Here’s the mindset shift: hiring is not something that happens to you. It’s a mutual selection process.

This isn’t just about supply and demand. Even in a tough market with hundreds of applicants per role, you invested real time and effort in their process. You prepared, you showed up, you performed. That deserves a clear answer. A company that can’t give you one isn’t respecting the investment you made.

If they’re the best company for you and you’re the best candidate for them, both sides should feel urgency to close. Both sides should be excited. If that energy is only coming from your side, something is off.
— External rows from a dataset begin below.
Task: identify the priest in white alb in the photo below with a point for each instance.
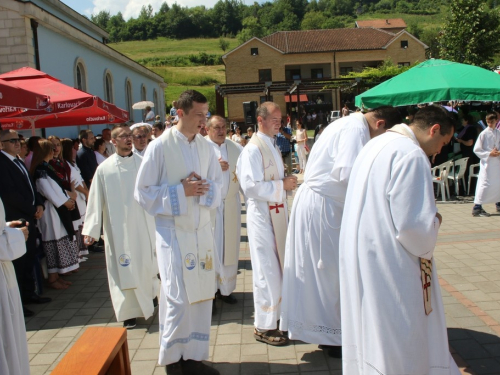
(129, 232)
(311, 295)
(261, 173)
(179, 183)
(393, 318)
(487, 149)
(14, 358)
(226, 220)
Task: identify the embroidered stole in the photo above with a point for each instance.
(425, 265)
(195, 243)
(276, 209)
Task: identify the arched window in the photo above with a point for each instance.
(128, 98)
(108, 87)
(155, 101)
(80, 74)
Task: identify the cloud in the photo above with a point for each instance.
(132, 8)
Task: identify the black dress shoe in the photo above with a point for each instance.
(191, 367)
(37, 299)
(174, 368)
(28, 313)
(228, 299)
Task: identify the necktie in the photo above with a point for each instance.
(23, 170)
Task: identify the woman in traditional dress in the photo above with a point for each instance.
(100, 150)
(301, 138)
(82, 192)
(56, 224)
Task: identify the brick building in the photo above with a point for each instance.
(295, 57)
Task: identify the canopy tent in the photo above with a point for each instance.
(12, 97)
(432, 81)
(66, 105)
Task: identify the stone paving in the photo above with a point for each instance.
(468, 259)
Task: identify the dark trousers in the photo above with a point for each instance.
(24, 265)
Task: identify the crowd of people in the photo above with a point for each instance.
(350, 269)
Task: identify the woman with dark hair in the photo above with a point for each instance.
(56, 224)
(100, 150)
(82, 192)
(32, 145)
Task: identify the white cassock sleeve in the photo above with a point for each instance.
(251, 177)
(52, 191)
(350, 145)
(95, 204)
(151, 189)
(479, 148)
(212, 198)
(412, 206)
But when a company keeps you waiting with no clear timeline and no honest update, recognize it for what it is: a signal about how they make decisions. And decide whether that’s the kind of place where you want to build your career.

Two Things That Actually Work

1. Have Another Offer

This is the single most powerful move in any job negotiation, and it starts with how you time your applications.

I know this is easier said than done. You can’t always control when offers land, and some processes move faster than others. But if you’re intentional about applying in waves rather than one company at a time, you improve your odds of having overlapping timelines. You don’t need five offers. You need one good option and one alternative.

That alternative gives you what negotiation experts call BATNA, your Best Alternative to a Negotiated Agreement. It’s your walk-away point, and it transforms every conversation.

Without BATNA: “I’m really hoping to hear back from you.” With BATNA: “I have a decision to make by Friday and I’d love for your company to be part of that decision.”

One is asking for permission. The other is stating reality.

You don’t have to take the alternative offer. But having it means you’re negotiating from strength, not desperation. It means silence from Company A doesn’t send you spiraling, because Company B already wants you.

2. Set a Decision Point

This is what good salespeople do every day. They don’t wait for the client to decide on their own timeline. They create a moment where a decision has to happen.

You can do the same thing. Politely, professionally, and without burning bridges:

“I want to be transparent with you. I have other processes moving forward, and I’ll need to make a decision soon. I’d love to prioritize this opportunity, but I need to understand where I stand by [date]. Is that realistic on your end?”

This isn’t aggressive. It’s respectful to both sides. You’re giving the company a chance to step up, and you’re giving yourself permission to move on if they don’t.

One of two things will happen: they accelerate and you get clarity within days, or they tell you they can’t meet that timeline. Either way, you have an answer. And a fast “no” is worth more than a slow “maybe.”

Get Off the Back Burner

So what happened with my client? He took the advice. He applied in parallel, got a competing offer, and gave the company he actually wanted a deadline. They came back with an offer on the last day.

He didn’t get that offer because he waited patiently. He got it because he forced a decision.

You are a professional with experience, skills, and options. Act on that. Apply in waves so you have alternatives. Set decision points so no single company controls your timeline. And if a company can’t give you a clear answer, give yourself permission to move forward without them.

Don’t let a company’s indecision become your self-doubt. Their process is not a reflection of your worth.

The right company won’t make you wonder. They’ll make you an offer.